What I learned in law school is this. What both Republicans and Democrats say is absolutely true. And both dreadfully wrong. That carries over to religion.....Methodists, Buddhists and Universalists have it all figured out.......but they haven't a clue.
Mrs. T was visiting her family in Japan a couple of Christmases ago, I drove to Ohio alone to be with my folks. On my way home I had a near-death experience. I was driving south on Interstate Highway 35, just south of Waco, Texas. I was cruising at near 75 miles an hour in a sedan in the third, most outside lane in a construction zone. There was no shoulder whatsoever, a cement construction barrier lined the highway. A large SUV was tailgating me, so I decided to merge into the center lane. Just then, a semi-truck in the inside lane began merging into the center lane as well.....pretty damn quickly too. The SUV had already began to pass me, so there I was, getting wedged between two large vehicles at a high rate of speed. All I could do was shut my eyes and lay on the horn hoping one of the two would pull back. I was sure this was it. The last thought in my head a millisecond before my ultimate demise........"Well, at least I saw The Cure...front and center."

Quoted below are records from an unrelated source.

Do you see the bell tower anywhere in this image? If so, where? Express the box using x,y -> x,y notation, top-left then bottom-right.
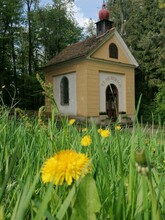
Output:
96,2 -> 113,36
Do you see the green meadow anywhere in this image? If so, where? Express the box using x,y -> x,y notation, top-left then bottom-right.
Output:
0,104 -> 165,220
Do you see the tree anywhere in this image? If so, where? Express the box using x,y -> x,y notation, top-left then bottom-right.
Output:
0,0 -> 23,104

Just then the cement barricade ended and the SUV swung to the shoulder allowing me back to the outside lane, heart pounding. I pulled over at the next exit for a much needed smoke to settle my nerves, a decision with which Mr. Nader would greatly disapprove. But I didn't care.
Now.....that's where I'm coming from. So let me take a moment to compare notes with JtH.

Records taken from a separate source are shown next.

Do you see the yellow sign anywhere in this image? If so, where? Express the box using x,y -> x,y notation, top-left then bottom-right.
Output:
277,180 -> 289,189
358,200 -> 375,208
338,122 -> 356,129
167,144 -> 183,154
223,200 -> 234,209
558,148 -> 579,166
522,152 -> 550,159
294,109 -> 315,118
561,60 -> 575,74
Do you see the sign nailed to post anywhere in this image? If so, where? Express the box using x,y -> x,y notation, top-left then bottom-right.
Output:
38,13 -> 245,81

Of all his ponderings, I best relate to this:
From Calvin and Hobbes comes the idea of lowering my expectations in life to the point where they are already met. Simple, yet ineffective. I liked it for a while, but then I realised that I would only suffer further angst in relation to the fact that I have now achieved my goal and therefore have a bleak and boring future.

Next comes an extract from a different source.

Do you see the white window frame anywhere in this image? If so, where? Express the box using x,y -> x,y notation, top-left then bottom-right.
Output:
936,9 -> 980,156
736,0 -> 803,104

I think I solved this conundrum. What if ones sole expectation in life was to grow? Somewhere, somehow we got it in our minds that we're empty vessels seeking fulfillment. Who's not to say we're an ever-expanding solid? Back in high school when I felt devoid of experience, I simply hadn't registered how rich and unique my childhood experiences had been. Some folks die young, but so what, the life they lived was solid. The lives we lead are as full as they are long. Belief systems shouldn't be viewed as gap filler for a hole in the soul, their purpose is to steer our growth. I believe we're complete from the get go, but it's nice to have company and learn from one another's journeys as we grow. There's no creed that's got a corner on Truth, so we might as well stay curious and swap notes with as many folks as we can. And when the question comes to what happens after our final day, not a person on this planet knows for sure, despite all the theories. I guess at some point along the way I decided to sit back and enjoy my journey and stop brooding over the destination. There just damn sure better be beer there when we arrive!